Effect of Converting House #1 into a Rental Property on DTI Ratio: Converting your first house into an investment property may positively change your DTI ratio. This will be based on the following scenario:
Rental Income Consideration:
- Most lenders will allow you to use up to 75% of the mortgage of House #1.
- Instead, use its rental income to help reduce your DTI.
Lender’s expectations and requirements regarding rental income
Documentation Required:
- Rental income is included as income.
- Thus increasing the borrower’s DTIs.
- To do this, lenders usually combine a DTI assessment with an appropriate appraisal—a signed lease agreement.
- Such proof could be received as certificates for the security deposit and the first month’s rent.
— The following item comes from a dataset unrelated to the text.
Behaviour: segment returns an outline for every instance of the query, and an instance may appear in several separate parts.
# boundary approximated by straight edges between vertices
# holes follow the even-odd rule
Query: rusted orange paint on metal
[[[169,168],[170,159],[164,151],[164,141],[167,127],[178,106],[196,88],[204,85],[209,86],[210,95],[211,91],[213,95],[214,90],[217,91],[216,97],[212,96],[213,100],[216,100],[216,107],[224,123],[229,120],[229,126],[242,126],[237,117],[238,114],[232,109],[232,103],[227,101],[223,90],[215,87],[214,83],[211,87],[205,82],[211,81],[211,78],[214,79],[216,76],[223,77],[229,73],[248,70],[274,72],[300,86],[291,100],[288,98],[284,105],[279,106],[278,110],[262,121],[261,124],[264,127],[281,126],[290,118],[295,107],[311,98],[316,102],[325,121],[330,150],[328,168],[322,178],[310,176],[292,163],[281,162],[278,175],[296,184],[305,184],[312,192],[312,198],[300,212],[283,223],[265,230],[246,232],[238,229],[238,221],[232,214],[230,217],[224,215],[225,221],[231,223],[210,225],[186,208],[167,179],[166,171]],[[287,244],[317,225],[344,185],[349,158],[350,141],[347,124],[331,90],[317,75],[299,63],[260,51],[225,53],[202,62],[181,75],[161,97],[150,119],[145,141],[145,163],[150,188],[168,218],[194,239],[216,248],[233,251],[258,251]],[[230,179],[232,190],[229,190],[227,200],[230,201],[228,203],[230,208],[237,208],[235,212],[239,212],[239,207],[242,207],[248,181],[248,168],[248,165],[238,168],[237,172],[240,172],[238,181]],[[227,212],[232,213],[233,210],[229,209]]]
History of rental deductions on income taxes (if present): Is It Necessary to Locate a Tenant First?
Finding a Tenant First is Ideal:
- The tenant must be in place for the rental income to manifest in your DTI calculation.
- Lenders will need a lease submitted with all the signatures from the parties supposed to sign and rental payments.
Vacancy Consideration:
- Such assumptions are made.
- This is because if you do not locate a tenant in time, the lenders, for instance, may disallow you to factor in the expected income from the property into the DTI calculations.
- This would hinder your ability to qualify for another mortgage on a second property.
In other words, the time one has to wait to qualify for a second home loan after being released from Chapter 7 Bankruptcy is loan-type dependent. Renting out your first home will decrease your DTI ratio, assuming you have a tenant or tenant’s undertakings. Getting a tenant before applying for a second home loan is better to increase the chances of getting it.